By comparing date_created, date_sent, and date_updated, I could estimate delivery time. If I queried the message too early, the status appeared as sent instead of delivered. That confirmed how status updates worked.

Discovering API Nuances
Even simple tasks had hidden complexities:
Sending a message with a timestamp in the body helped track delivery.
Checking message status required using client.messages(SID).fetch() — whereas I assumed get() would work.
Using Messaging Services meant dealing with rate limits, sender pools, and other constraints that weren’t clearly explained in one place.
I also disabled Sticky Sender to see if it improved delivery time. It did — slightly.

Other Explorations
I tested opt-in/opt-out flows by texting “STOP” and “START” from my phone. That worked smoothly.

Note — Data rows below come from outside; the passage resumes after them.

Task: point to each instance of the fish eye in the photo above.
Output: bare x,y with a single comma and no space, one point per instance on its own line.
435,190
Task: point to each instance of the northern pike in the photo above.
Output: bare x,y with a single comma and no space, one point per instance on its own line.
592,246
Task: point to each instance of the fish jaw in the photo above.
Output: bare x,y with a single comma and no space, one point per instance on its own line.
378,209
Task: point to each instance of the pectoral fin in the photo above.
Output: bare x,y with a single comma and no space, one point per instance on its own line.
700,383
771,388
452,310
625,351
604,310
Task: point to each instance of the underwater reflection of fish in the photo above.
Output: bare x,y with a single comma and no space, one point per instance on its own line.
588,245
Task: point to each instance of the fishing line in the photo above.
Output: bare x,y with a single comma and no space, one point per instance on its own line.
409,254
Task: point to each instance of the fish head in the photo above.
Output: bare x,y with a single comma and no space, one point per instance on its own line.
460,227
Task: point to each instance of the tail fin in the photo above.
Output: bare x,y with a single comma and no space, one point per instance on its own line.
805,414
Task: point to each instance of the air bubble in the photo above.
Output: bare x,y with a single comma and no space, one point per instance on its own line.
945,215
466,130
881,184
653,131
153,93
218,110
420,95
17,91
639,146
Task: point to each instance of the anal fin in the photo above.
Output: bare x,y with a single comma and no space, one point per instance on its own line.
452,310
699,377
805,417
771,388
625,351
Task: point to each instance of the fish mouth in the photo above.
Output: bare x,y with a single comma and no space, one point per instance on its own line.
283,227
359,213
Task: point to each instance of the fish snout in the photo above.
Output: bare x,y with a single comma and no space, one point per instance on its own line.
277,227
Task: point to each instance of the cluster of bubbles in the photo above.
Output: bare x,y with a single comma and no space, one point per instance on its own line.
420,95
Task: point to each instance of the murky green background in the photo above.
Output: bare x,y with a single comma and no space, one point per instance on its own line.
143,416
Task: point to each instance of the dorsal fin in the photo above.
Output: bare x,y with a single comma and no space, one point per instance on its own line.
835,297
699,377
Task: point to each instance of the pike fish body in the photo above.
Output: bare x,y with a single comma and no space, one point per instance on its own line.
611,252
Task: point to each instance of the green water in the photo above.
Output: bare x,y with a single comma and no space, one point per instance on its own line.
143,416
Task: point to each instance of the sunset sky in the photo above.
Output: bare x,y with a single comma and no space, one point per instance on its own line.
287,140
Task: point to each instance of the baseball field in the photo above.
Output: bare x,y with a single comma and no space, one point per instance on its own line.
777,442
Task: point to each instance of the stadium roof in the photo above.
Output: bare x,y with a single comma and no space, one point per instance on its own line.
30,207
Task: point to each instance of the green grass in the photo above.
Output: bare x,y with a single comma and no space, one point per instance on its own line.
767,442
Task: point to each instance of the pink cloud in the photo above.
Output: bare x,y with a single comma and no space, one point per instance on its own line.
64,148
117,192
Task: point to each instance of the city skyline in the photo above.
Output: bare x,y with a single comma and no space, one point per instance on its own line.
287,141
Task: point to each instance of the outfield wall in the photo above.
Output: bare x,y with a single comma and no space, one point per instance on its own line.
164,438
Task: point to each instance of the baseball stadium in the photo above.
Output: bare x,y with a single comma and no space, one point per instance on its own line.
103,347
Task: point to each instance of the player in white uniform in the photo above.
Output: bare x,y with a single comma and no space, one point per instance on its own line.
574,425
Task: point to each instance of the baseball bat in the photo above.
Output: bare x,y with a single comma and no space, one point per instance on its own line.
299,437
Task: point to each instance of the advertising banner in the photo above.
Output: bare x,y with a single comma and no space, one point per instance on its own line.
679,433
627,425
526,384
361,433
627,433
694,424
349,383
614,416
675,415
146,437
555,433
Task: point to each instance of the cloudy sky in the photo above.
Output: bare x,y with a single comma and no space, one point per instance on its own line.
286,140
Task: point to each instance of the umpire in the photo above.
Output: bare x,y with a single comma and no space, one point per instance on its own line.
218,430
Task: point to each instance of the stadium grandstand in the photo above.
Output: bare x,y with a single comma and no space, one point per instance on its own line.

I also experimented with Twilio’s Usage API to query charges. But I couldn’t figure out how to filter by date or calculate totals for a single day. The API structure felt unintuitive.

Looking back, it's clear how much easier things have become with conversational AI in 2025.
Recently, I used AI to generate shell, Python, SQL, and GCP Cloud Shell scripts. I also used it to debug AI fine-tuning errors and set up GCP.